Strengths of this study include the use of serial fetal growth ultrasound measurements taken during pregnancy to assess fetal growth and examine the association with measures of adult adiposity and inflammation. The Raine Study cohort comprises of a well-characterized group of individuals with carefully documented antenatal and postnatal information. Despite availability of approximately 50% of the cohort, it represents the contemporary Western Australian population both at the recruitment and during each follow-up which allows generalization of the findings to similar populations [31, 37, 64]. The robustness of linear mixed modeling along with bootstrapping allowed us to investigate the relationship between fetal growth and adiposity markers [39, 40]. The breadth of data available in the Raine Study enabled us to explore relationships independent of adult and maternal factors influencing adiposity. A limitation of this study was that serial ultrasound measures were conducted not prior to 15 weeks of gestation, consequently we don’t have data on the actual first-trimester growth patterns. However, assessment of fetal anthropometric markers at 15 weeks is likely to represent first-trimester growth and along with subsequent measurements, it provided substantial information to make a reliable estimation of fetal growth throughout gestation. Another limitation was our inability to explore sex-trajectory interactions using multiple comparisons due to small sample and sizable number of trajectory groups. There was no adjustment for sibling rank due to non-availability of information. However, mother’s parity was accounted for while constructing the trajectories. Lastly, it is important to understand that this is an observational study and causality inferences need a cautious approach.

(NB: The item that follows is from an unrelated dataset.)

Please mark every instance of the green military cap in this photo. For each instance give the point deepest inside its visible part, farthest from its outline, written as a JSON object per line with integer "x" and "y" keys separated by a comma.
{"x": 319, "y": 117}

Our study has shown that growth patterns established in utero associate with adult markers of anthropometry and inflammation which are related to the risk of future cardiovascular disease. These data together with our previous results that showed restricted fetal growth associated with higher adult blood pressure, add to our understanding of the concept of the developmental origins of health and disease and provide new evidence of antenatal determinants of adiposity in adult life. To the best of our knowledge, this is the first study to have shown a relationship between fetal growth as early as 15 weeks and adult adiposity using serial ultrasound-based trajectory modeling in a well-structured cohort. The results reinforce evidence for a role of fetal programming and early life environmental influences on adult adiposity and low-grade inflammation. Preventive health care interventions targeting factors affecting maternal and fetal well-being including pregnancy diseases such as gestational diabetes and pre-eclampsia, cigarette smoking, eating habits, and hormonal imbalances could potentially play a vital role in determining future cardiometabolic risk. Future research is needed to establish mechanisms driving the unique in utero growth patterns and the definitive pathways leading to the enhanced risk of adiposity and inflammatory-related disorders in later life.